The minimum amount that can be invested is $1,000 with a maximum of $500,000 in any one issue. The maximum limit is probably there to discourage wholesale investors loading up on this retail offer because it pays more than the tender market.
The interest rates offered are generally lower than those offered by banks, reflecting the greater level of security associated with a government investment.
If you are a New Zealand resident and would like to know more about Kiwi Bonds, further information is available in the Product Disclosure Statement and the current application form.
And Treasury no longer uses Kiwi Bonds agents to facilitate the issuance of Kiwi Bonds. That means it has cut out banks, NZX brokers, chartered accountants, solicitors, investment advisers or investment brokers being able to offer them. You can only invest directly now.
This is the official announcement from the Debt Management Office of Treasury.

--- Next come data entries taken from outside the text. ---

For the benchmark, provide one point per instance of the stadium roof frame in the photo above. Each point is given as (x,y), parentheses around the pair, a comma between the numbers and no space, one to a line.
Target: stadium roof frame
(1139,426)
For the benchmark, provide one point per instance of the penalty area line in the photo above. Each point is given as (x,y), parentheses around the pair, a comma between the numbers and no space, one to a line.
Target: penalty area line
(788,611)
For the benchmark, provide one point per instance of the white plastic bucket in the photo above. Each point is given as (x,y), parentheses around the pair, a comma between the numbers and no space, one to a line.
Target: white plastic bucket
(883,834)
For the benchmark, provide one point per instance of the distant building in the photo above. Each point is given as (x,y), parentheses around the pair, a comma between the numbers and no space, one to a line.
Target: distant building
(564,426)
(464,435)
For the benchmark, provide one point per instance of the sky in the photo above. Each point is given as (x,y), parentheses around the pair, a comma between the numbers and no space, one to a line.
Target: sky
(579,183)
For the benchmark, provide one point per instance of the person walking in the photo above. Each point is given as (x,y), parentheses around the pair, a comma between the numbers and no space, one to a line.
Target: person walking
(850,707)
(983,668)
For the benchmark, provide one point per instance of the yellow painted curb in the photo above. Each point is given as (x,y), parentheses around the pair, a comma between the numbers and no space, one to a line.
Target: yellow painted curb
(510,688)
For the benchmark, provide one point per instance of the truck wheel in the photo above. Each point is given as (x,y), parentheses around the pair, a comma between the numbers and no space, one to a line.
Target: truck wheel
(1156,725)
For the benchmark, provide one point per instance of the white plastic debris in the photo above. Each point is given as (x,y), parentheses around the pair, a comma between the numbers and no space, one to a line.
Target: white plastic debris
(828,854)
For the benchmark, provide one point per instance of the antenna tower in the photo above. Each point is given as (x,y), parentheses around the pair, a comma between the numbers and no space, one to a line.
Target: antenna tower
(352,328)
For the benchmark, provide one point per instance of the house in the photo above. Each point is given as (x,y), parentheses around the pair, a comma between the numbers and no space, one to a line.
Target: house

The Treasury today announced changes to the interest rates available on Kiwi Bonds, effective from 12 October 2020. The interest rates for the six-month and 12-month Kiwi Bonds have decreased from 0.25% to 0.10%. The interest rates for two-year and four-year Kiwi Bonds have decreased from 0.50% to 0.20%.
Kiwi Bond interest rates are set periodically from moving averages of domestic wholesale interest rates. The new Kiwi Bond interest rates have been set to better align to those available in wholesale markets.
The Kiwi Bonds rates are as follows:
For subscriptions of $1,000 - $500,000
Maturity Rate 6 months 0.10 percent per annum 12 months 0.10 percent per annum 2 years 0.20 percent per annum 4 years 0.20 percent per annum The Treasury also announces the cessation of Kiwi Bonds agents in facilitating the issuance of Kiwi Bonds. If you are an individual investor and would like to invest in Kiwi Bonds, please contact Computershare Investor Services Limited, New Zealand Debt Management's registrar for Kiwi Bonds.
10 Comments
Yes just wondering if there has ever been a point when you lost money in real terms by buying government bonds in this country?
Have had a lot of people recently asking about where to invest their money in this low interest rate environment and many are completely outraged (mostly boomers) when you explain the difference between nominal and real returns. They go from being disappointed by the low interest rates offered by bank TDs and kiwibonds, to being completely pissed off! 'Well at least I'll get some return on my money', 'yes but the purchasing power of your savings is reducing by buying that bond'.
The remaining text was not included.